Raymond Chandler on SF: 'They pay brisk money for this crap?'

Contributed by
Dec 17, 2012

Novelist Raymond Chandler left his literary mark with detective noir classics like The Long Goodbye and The Lady in the Lake, but in a private letter to his agent he took a crack at science fiction—and wondered why anyone would actually pay to read that "crap."

The letter, dated March 14, 1953, is a very interesting window into Chandler's process, and shows just how little he thought of "what they call Science Fiction." After offering an update on his in-progress novel Playback, Chandler has a bit of fun and writes up a few off-the-cuff sci-fi paragraphs. Judging by his take, it's pretty obvious Chandler didn't have much respect for the genre.

Check out the letter, complete with his technobabble-filled mini-story, below:

6005 Camino de la Costa La Jolla, California Mar 14 1953

Dear Swanie:

Playback is getting a bit tired. I have 36,000 words of doodling and not yet a stiff. That is terrible. I am suffering from a very uncommon disease called (by me) atrophy of the inventive powers. I can write like a streak but I bore myself. That being so, I could hardly fail to bore others worse. I can't help thinking of that beautiful piece of Sid Perelman's entitled "I'm Sorry I Made Me Cry."

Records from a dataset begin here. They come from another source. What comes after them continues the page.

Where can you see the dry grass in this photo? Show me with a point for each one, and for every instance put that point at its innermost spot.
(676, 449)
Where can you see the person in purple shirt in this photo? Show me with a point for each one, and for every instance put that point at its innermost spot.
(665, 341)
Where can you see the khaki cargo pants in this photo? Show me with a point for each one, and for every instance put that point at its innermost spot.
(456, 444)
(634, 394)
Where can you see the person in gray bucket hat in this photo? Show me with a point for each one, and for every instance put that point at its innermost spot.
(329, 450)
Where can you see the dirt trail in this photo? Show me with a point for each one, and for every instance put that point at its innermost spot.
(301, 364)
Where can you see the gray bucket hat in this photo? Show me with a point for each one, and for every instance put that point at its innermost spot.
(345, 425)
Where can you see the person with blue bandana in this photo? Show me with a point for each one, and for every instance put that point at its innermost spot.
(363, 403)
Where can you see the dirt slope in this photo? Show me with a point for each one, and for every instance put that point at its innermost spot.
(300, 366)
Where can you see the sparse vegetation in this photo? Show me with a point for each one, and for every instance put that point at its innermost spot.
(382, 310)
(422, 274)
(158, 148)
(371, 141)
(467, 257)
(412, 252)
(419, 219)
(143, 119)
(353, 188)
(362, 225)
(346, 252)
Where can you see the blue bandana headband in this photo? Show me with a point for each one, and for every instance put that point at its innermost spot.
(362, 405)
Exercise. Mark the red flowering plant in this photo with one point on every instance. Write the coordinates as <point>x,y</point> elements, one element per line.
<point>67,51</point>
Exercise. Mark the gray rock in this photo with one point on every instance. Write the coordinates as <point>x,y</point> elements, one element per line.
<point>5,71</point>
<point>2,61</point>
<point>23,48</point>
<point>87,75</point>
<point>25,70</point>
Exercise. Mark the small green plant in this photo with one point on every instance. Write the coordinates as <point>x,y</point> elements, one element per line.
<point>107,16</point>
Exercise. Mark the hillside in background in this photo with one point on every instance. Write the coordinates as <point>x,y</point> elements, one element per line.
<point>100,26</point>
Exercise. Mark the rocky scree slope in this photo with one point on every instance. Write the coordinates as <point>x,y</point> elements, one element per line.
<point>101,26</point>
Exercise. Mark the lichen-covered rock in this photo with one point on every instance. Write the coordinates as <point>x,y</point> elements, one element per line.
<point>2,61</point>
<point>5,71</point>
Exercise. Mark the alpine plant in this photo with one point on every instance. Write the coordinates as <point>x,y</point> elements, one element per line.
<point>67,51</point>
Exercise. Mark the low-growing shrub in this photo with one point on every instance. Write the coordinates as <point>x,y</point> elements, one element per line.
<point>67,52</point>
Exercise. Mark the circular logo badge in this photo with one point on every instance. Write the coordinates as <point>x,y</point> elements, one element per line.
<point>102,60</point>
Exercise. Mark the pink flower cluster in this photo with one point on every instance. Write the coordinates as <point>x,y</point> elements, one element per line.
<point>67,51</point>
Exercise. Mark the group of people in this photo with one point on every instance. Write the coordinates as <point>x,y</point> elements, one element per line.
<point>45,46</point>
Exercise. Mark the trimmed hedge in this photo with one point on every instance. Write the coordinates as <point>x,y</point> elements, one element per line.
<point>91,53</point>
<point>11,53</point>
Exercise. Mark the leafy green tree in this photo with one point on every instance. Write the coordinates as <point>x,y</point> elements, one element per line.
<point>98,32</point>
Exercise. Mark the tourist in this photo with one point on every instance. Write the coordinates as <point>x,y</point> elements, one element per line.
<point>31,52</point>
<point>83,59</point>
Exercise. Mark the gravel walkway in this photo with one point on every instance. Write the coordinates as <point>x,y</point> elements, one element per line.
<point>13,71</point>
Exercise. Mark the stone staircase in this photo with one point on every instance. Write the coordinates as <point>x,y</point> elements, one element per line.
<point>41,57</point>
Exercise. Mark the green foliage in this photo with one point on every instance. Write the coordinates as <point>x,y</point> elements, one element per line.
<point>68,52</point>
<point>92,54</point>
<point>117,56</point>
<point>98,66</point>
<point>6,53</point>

Did you ever read what they call Science Fiction? It's a scream. It is written like this: "I checked out with K19 on Aldabaran III, and stepped out through the crummalite hatch on my 22 Model Sirus Hardtop. I cocked the timejector in secondary and waded through the bright blue manda grass. My breath froze into pink pretzels. I flicked on the heat bars and the Brylls ran swiftly on five legs using their other two to send out crylon vibrations. The pressure was almost unbearable, but I caught the range on my wrist computer through the transparent cysicites. I pressed the trigger. The thin violet glow was icecold against the rust-colored mountains. The Brylls shrank to half an inch long and I worked fast stepping on them with the poltex. But it wasn't enough. The sudden brightness swung me around and the Fourth Moon had already risen. I had exactly four seconds to hot up the disintegrator and Google had told me it wasn't enough. He was right."

They pay brisk money for this crap?


So, would you like to have seen the continued adventures of K19 and Google?